James Randle, Rob Weinzimer, and Ivan Zizek. The cast of ‘The Peephole.’ Photo by Magda Pinkowska.

Lighting Designer Marianne Meadows did a great job, especially with the more surrealThe Peephole. A large part of the plot rested on her design to let us know whether the ghost (real woman? Hallucination?) was there or not. Also, in the first one-act, her warm lighting design complimented the artwork beautifully.
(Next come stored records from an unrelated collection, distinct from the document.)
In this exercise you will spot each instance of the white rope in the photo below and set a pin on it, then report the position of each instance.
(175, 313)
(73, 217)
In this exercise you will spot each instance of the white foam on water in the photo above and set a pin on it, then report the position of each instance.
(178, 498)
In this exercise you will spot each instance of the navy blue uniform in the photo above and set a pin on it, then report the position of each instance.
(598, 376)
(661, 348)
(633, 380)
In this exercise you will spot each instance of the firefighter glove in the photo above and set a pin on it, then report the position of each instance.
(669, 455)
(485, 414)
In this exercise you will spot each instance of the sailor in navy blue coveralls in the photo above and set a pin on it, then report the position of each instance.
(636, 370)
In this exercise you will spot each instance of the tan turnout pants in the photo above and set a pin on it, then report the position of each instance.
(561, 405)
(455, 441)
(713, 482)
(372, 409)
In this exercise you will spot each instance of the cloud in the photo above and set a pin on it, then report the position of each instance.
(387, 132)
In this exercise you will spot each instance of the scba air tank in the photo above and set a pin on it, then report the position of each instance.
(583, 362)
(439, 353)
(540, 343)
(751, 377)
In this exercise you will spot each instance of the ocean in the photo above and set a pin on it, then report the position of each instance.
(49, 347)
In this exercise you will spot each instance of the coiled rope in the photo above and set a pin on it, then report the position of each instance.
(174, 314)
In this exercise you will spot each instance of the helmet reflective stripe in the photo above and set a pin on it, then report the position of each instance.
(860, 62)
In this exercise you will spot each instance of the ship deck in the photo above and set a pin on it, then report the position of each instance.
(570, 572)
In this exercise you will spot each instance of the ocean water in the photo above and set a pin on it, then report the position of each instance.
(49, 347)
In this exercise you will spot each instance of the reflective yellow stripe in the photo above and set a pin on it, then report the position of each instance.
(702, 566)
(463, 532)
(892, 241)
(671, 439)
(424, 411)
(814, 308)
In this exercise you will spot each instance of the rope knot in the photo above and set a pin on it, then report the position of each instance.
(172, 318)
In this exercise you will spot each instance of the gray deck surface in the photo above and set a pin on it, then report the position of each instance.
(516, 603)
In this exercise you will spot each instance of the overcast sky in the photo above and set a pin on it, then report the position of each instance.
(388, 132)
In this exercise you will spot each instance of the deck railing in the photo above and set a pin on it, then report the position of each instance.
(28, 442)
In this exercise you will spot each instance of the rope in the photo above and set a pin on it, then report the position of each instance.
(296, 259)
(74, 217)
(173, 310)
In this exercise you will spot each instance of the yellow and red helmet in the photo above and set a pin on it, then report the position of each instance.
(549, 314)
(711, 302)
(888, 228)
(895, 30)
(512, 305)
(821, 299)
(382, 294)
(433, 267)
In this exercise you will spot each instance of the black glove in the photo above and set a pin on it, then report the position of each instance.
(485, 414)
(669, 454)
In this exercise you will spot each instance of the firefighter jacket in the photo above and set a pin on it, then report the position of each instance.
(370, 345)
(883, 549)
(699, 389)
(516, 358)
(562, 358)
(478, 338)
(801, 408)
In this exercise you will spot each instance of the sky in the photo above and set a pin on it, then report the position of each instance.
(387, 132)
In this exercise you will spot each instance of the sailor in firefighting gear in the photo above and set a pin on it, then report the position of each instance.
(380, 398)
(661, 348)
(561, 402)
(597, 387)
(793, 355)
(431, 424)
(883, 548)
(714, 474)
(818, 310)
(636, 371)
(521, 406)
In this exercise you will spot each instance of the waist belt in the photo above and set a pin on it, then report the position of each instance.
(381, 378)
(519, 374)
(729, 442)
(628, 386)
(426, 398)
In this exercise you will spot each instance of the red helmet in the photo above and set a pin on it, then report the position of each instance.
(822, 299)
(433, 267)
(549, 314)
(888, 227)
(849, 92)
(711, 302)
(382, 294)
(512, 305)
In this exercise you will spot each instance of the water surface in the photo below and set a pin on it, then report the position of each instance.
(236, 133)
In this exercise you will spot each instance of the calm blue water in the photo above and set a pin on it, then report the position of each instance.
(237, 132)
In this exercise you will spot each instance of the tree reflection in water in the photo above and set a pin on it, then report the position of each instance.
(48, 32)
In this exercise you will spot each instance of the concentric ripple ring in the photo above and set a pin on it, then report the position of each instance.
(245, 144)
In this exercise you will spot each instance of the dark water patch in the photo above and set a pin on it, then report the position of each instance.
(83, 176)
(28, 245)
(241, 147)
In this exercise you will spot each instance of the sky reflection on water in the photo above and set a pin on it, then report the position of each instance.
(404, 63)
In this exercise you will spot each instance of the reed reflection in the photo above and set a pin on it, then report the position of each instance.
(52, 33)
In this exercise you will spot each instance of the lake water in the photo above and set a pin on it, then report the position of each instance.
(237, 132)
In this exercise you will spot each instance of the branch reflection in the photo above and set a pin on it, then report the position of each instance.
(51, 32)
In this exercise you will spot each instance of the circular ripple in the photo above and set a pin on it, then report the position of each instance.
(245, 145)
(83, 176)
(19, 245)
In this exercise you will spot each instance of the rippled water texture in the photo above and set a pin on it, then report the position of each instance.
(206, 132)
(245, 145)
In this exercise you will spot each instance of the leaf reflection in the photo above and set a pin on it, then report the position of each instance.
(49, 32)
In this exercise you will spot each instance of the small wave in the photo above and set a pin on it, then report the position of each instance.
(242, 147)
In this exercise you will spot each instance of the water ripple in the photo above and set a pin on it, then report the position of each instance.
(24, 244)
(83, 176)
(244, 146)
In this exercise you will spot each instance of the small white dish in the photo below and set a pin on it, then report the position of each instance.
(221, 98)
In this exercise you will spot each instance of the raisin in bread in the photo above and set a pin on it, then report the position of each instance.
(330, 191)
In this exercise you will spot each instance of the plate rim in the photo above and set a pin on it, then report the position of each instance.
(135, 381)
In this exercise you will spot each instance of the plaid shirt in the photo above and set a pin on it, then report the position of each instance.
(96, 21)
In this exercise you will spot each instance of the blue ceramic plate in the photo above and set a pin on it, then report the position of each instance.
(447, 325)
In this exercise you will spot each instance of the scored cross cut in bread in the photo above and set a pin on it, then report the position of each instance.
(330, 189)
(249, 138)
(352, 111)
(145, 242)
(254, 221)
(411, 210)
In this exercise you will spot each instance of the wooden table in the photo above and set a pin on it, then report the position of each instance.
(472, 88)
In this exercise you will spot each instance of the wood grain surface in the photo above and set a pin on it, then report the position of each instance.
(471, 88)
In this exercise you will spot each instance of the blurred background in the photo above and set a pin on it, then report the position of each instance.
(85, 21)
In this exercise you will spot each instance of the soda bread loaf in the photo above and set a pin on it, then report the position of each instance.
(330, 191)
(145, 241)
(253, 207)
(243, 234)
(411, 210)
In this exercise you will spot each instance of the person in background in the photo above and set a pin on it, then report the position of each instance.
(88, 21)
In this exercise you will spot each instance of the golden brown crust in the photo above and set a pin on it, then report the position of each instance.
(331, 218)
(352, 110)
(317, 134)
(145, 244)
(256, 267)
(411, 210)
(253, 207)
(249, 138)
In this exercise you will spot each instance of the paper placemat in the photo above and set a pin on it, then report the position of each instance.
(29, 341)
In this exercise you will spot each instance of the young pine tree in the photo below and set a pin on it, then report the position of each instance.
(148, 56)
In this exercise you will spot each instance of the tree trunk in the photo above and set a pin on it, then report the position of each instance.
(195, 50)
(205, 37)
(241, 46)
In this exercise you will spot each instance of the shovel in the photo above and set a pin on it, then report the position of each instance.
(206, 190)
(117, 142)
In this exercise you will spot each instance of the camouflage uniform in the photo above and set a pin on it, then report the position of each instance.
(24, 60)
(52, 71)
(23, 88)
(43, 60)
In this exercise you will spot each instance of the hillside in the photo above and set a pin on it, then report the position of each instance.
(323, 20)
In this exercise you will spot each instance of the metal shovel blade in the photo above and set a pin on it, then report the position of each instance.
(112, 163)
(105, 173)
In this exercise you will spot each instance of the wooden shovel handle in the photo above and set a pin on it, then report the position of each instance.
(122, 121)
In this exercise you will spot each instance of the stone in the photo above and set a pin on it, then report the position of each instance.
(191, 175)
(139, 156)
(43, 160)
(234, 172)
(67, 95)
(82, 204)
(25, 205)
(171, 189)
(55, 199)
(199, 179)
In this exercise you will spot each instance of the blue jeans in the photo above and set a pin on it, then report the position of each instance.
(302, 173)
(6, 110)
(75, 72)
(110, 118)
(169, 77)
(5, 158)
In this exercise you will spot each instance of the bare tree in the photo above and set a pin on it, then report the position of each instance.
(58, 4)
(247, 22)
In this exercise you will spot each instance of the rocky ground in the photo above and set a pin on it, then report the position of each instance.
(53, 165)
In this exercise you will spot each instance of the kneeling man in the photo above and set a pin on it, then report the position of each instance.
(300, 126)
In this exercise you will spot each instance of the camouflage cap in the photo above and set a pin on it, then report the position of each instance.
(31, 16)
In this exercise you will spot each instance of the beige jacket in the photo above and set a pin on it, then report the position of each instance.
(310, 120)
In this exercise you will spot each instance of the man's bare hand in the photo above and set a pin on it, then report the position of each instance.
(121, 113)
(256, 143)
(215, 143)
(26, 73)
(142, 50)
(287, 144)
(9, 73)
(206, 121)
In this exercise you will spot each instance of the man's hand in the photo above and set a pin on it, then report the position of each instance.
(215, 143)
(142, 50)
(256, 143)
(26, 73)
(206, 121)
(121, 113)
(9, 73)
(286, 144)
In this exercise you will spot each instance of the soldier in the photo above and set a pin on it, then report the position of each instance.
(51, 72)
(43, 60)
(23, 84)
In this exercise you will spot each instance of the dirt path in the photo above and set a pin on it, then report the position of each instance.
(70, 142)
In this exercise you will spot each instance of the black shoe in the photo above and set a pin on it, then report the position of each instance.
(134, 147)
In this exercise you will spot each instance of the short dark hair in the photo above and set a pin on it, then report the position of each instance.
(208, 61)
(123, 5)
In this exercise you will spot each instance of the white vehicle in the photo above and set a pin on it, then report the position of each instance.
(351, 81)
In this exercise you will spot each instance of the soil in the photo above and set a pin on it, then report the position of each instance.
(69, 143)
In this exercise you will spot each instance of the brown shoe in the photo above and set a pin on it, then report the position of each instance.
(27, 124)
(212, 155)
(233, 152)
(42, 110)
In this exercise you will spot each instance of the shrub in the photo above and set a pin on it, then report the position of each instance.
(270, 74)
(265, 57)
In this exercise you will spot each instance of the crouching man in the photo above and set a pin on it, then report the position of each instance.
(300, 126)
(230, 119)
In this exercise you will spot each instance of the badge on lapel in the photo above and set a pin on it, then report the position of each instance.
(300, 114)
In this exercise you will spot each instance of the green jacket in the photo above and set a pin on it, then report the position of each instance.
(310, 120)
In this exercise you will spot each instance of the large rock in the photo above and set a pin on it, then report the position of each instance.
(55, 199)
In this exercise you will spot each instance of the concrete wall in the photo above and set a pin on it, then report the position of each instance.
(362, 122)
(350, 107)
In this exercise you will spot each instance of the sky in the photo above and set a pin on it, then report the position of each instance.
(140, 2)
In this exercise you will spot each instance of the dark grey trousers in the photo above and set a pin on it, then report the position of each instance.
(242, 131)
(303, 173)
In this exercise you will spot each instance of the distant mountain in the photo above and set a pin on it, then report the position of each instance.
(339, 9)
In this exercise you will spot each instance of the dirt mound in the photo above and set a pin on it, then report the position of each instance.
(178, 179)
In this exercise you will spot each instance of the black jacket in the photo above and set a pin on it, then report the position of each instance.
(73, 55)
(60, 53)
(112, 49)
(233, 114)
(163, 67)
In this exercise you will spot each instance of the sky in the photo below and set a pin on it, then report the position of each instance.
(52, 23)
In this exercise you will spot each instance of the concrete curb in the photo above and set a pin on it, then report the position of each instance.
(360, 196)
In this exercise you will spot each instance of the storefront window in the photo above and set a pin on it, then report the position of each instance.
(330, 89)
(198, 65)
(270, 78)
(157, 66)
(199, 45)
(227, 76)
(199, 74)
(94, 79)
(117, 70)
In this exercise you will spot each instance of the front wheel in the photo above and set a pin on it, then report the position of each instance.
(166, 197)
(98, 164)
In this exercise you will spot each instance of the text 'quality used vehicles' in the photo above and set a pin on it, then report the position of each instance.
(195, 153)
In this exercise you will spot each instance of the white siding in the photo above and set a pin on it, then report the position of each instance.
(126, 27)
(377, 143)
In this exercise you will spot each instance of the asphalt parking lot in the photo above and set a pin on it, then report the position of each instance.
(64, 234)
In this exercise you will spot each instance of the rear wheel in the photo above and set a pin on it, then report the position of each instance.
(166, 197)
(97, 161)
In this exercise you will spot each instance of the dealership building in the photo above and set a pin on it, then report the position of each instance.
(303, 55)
Playwright Alfred Farag was born in the 1950s and wrote dozens of plays still known and studied in Egypt for their dialogue and use of Arabic. Translator Dina Amin has managed to capture some of that joy of language. Both plays had some good exchanges and running jokes, like the psychiatrist answering many queries with, “In your childhood or adolescence…”

The Ambassador Theater International Cultural Center’s mission is to build international cultural awareness and succeeds with these plays, not because they showed us such a different and strange world, but because the world Farag wrote about is so familiar. The laughs work on every level and two stories about famous actors and their insecurities, lawyers, and shrinks are so universal.

If you are Egyptian or American or from any other part of the world you will enjoy these two quirky and funny one-acts. Their universal messages will hit home.

Running Time: Approximately two hours with 15 minute intermission.

Trespassing plays through November 3, 2012 at Ambassador Theater at Mead Theatre Lab’s Flashpoint – 916 G Street NW, in Washington, DC. For tickets, purchase them online.